Let's talk about rest days.
Rest or recovery days are essential for our body to repair and adapt to the stress of exercise.
Depending on the type of training your doing, particularly if it's strength training your performance will be hindered if you don't take adequate recovery. Incorporating adequate recovery into any training program is essential for the body to replenish energy stores and repair damaged tissue.
Whether it be weight training, sprint training or interval training maximising your recovery process is so important. Taking adequate cool downtime after a session will speed up lactate removal from the blood.
Taking active recovery days consisting of light to moderate cardio at around 30-60% of maximal effort will decrease blood lactic acid significantly faster than full rest days or passive rest days.
Recovery can also be facilitated by stretching and massage.
So next time your feel sore or tired and you've been at it solid for weeks, 6 days a week, just take that day off lifting and do something else that's good for the soul, good for the mind and good for the body.

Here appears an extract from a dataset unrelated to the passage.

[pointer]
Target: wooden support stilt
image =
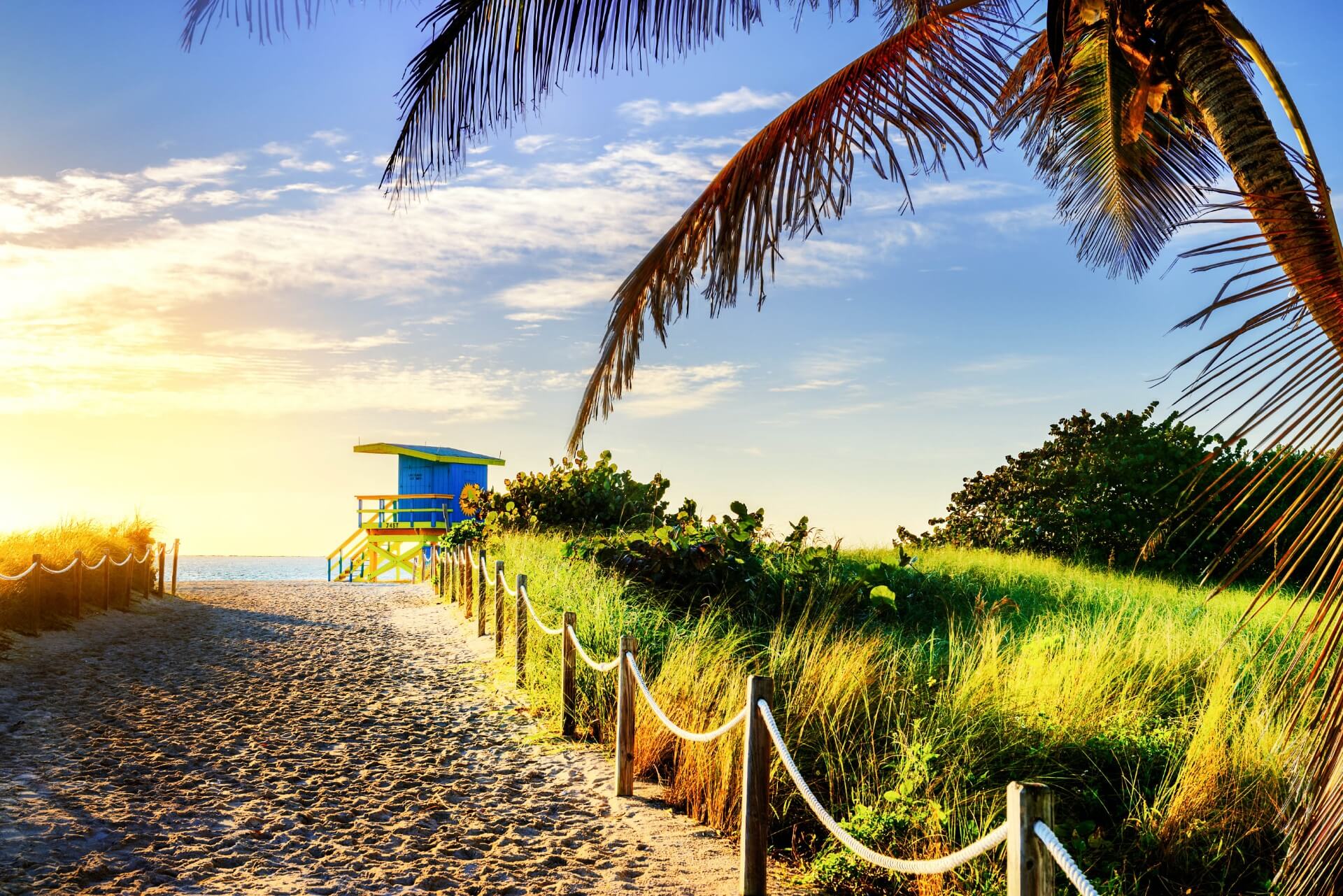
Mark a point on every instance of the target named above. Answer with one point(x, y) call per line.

Whatever your goals are the training methods you adopt now need to be fun, you need to enjoy them and they need to be sustainable long term. Killing yourself at the gym 6-7 days a week is a sure way for you to run yourself into the ground and actually see the opposite of what you set out to achieve.
So remember the best training program has adequate rest days incorporated into it. Rest days don't mean be lazy, but rather facilitate muscle repair and recovery. Light to moderate cardio, stretching and massage.
And finally, sleep, proper nutrition and healthy lifestyle habits are essential for recovery.